You have a total of 53 families and 94 unrelated AIS patients. If you use one person per family and each unrelated person, you would have 147 people. Table 1 lists 14 in the row labeled families. It is unclear if that is the number of families with a variant or the number of people with a variant in families or the number of affected people in families with a variant. Can you clarify in the table legend?

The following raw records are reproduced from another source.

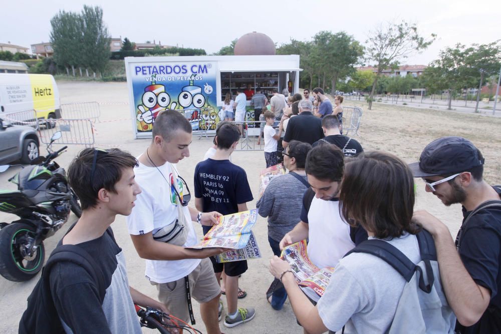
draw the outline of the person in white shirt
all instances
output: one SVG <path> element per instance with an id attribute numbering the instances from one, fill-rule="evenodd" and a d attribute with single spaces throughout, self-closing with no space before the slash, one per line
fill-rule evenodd
<path id="1" fill-rule="evenodd" d="M 139 256 L 146 259 L 146 278 L 171 314 L 193 323 L 191 295 L 200 303 L 206 332 L 220 334 L 221 289 L 208 257 L 227 249 L 186 247 L 198 243 L 192 221 L 210 226 L 220 215 L 187 206 L 191 194 L 175 165 L 189 156 L 191 126 L 180 113 L 166 110 L 157 117 L 152 134 L 134 168 L 142 191 L 127 217 L 129 233 Z"/>

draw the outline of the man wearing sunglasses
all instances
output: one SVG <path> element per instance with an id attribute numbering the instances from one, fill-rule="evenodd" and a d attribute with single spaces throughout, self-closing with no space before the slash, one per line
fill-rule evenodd
<path id="1" fill-rule="evenodd" d="M 429 144 L 410 165 L 427 192 L 447 206 L 462 205 L 455 244 L 433 216 L 421 210 L 413 217 L 433 236 L 442 284 L 461 333 L 501 332 L 501 188 L 483 180 L 483 164 L 470 141 L 445 137 Z"/>
<path id="2" fill-rule="evenodd" d="M 187 206 L 191 194 L 175 164 L 189 156 L 191 126 L 179 112 L 167 110 L 155 120 L 152 135 L 134 168 L 142 191 L 127 217 L 129 233 L 139 256 L 146 260 L 146 276 L 156 285 L 159 300 L 173 315 L 193 324 L 192 296 L 200 303 L 206 332 L 219 334 L 221 289 L 207 257 L 227 249 L 185 248 L 198 242 L 192 221 L 210 226 L 220 215 Z"/>

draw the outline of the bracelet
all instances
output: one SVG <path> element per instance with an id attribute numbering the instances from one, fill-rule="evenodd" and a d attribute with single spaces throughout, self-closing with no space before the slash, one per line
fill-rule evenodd
<path id="1" fill-rule="evenodd" d="M 286 270 L 285 271 L 284 271 L 284 272 L 283 272 L 282 274 L 280 275 L 280 281 L 281 282 L 282 282 L 282 279 L 283 278 L 284 278 L 284 275 L 285 275 L 286 274 L 286 273 L 287 273 L 287 272 L 292 272 L 292 270 L 291 270 L 290 269 L 287 269 L 287 270 Z M 294 273 L 293 272 L 293 274 L 294 274 Z"/>

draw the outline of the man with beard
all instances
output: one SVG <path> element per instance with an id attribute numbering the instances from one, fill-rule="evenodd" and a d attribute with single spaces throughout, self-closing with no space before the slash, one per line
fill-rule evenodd
<path id="1" fill-rule="evenodd" d="M 442 283 L 461 333 L 501 332 L 501 188 L 483 180 L 483 164 L 470 141 L 445 137 L 429 144 L 419 162 L 410 165 L 427 192 L 447 206 L 462 205 L 455 245 L 436 218 L 425 211 L 413 217 L 433 236 Z"/>

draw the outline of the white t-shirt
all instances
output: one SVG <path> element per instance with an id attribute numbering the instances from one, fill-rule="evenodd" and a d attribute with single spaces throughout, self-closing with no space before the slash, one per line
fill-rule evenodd
<path id="1" fill-rule="evenodd" d="M 152 232 L 175 222 L 178 217 L 177 205 L 179 199 L 171 190 L 171 184 L 174 177 L 170 164 L 166 163 L 159 166 L 160 172 L 154 167 L 139 163 L 134 169 L 136 181 L 141 187 L 142 192 L 137 195 L 130 215 L 127 217 L 129 233 L 134 235 Z M 179 194 L 182 196 L 183 186 L 180 180 L 177 180 Z M 189 222 L 187 239 L 184 247 L 196 244 L 196 234 L 191 223 L 191 218 L 188 207 L 183 208 L 186 221 Z M 148 279 L 157 283 L 167 283 L 181 278 L 191 272 L 200 263 L 198 259 L 186 259 L 176 260 L 146 260 L 146 276 Z"/>
<path id="2" fill-rule="evenodd" d="M 265 135 L 265 152 L 277 152 L 277 140 L 273 138 L 277 134 L 277 131 L 271 125 L 265 125 L 263 133 Z"/>
<path id="3" fill-rule="evenodd" d="M 230 100 L 229 104 L 223 104 L 222 110 L 224 111 L 231 111 L 232 113 L 233 104 L 233 101 L 232 100 Z"/>
<path id="4" fill-rule="evenodd" d="M 245 97 L 245 95 L 243 93 L 240 93 L 239 94 L 236 96 L 235 98 L 235 104 L 236 105 L 235 107 L 235 112 L 245 112 L 245 106 L 247 104 L 247 98 Z"/>
<path id="5" fill-rule="evenodd" d="M 416 236 L 406 233 L 384 241 L 414 263 L 420 261 Z M 370 254 L 352 253 L 339 260 L 317 304 L 319 315 L 333 331 L 340 332 L 346 324 L 347 334 L 386 332 L 405 284 L 405 279 L 384 260 Z"/>
<path id="6" fill-rule="evenodd" d="M 340 215 L 339 203 L 314 197 L 308 211 L 308 256 L 319 268 L 336 266 L 355 247 L 350 225 Z"/>

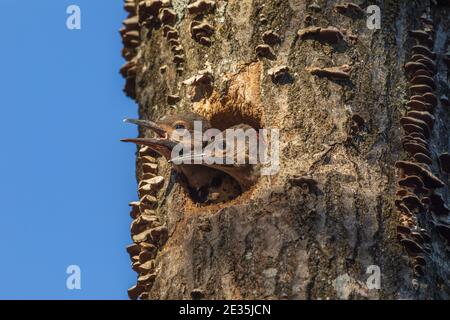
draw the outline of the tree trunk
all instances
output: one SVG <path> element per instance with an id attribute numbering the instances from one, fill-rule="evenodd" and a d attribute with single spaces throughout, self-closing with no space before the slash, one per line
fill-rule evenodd
<path id="1" fill-rule="evenodd" d="M 448 3 L 356 1 L 360 12 L 334 0 L 192 2 L 126 2 L 140 20 L 122 33 L 140 32 L 135 42 L 124 37 L 126 93 L 143 119 L 189 110 L 221 130 L 278 128 L 281 167 L 240 197 L 206 205 L 191 199 L 164 158 L 138 152 L 138 181 L 158 175 L 164 184 L 155 198 L 131 204 L 133 218 L 147 213 L 157 221 L 134 222 L 138 244 L 129 252 L 139 280 L 130 297 L 448 299 L 445 155 L 439 165 L 450 143 L 448 100 L 440 99 L 449 96 Z M 372 4 L 381 9 L 378 30 L 367 25 Z M 305 30 L 316 26 L 322 30 Z M 414 91 L 404 66 L 413 46 L 428 41 L 409 31 L 427 27 L 438 98 L 427 137 L 432 163 L 429 172 L 410 173 L 397 162 L 422 161 L 402 144 Z M 425 181 L 422 193 L 398 186 L 427 174 L 444 186 Z M 403 199 L 414 193 L 423 206 L 415 211 Z M 414 211 L 407 222 L 404 205 Z M 398 234 L 402 224 L 413 233 Z M 142 228 L 150 235 L 136 239 Z M 142 254 L 152 245 L 152 254 Z M 379 289 L 366 284 L 370 266 L 381 271 Z"/>

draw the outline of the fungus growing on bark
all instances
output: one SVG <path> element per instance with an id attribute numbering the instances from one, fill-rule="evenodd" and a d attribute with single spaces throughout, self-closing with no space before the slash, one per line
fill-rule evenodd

  1. Do any of your patients have multiple variants in POC5? Do any of them have other coding variants in POC5 beyond these 3-4 variants?
  2. In figure 1, why don’t you show all of the families that have a segregating variant? You say that there are 14 families but figure 1 only has 8 families. Can you add a supplementary table with each patient or family member and what variant they have and if they have any other variant in POC5? It is not clear where your 14% of cases with a variant comes from.
  3. Do you have a cohort of French-Canadians that have been exome sequenced to determine the frequency of these SNPs in French-Canadians? Maybe there is some population stratification or population bottlenecking that occurred for these variants and the population frequency in French-Canadians is higher than general Europeans. Maybe this is why these variants were found associated in French individuals before?
  4. The intro is not very well written. It has some English issues. Line 44, for instance, states “To find major causative gene, …”. This should be something like, “To find a major causative gene”. Further, it is arguably not a “causative” gene and should not be called such.
  5. In general, you should have someone edit for English mistakes and grammar. I’ve pointed out some mistakes in the minor comments below, but there are many and I am not editing this paper for grammar.

 

Minor Comments:

  1. You misspell British (Bristish) several times in Table 1.
  2. Line 59 should be “One Hundred” and not just “Hundred”.
  3. Line 62. “Controls Ethical considerations” is not a sentence and is meaningless. Is this supposed to be a header for a section?
  4. line 68. A library was generated, not designed from 10ng of genomic DNA.
  5. line 70. “Consecutives AIS individuals” ?
  6. line 81. A library was generated, not designed from 10ng of genomic DNA.

 

 

 

Author Response

We would like to thank reviewer 2 for the comments and the help to improve our work.

Please see the attachment for the point-by-point response.

Author Response File: Author Response.pdf

Round 2

Reviewer 2 Report

The authors fixed the majority of grammar/English errors and provide adequate explanation of the statistics they used to assess the significance of their associations. I think it is sufficiently improved to accept.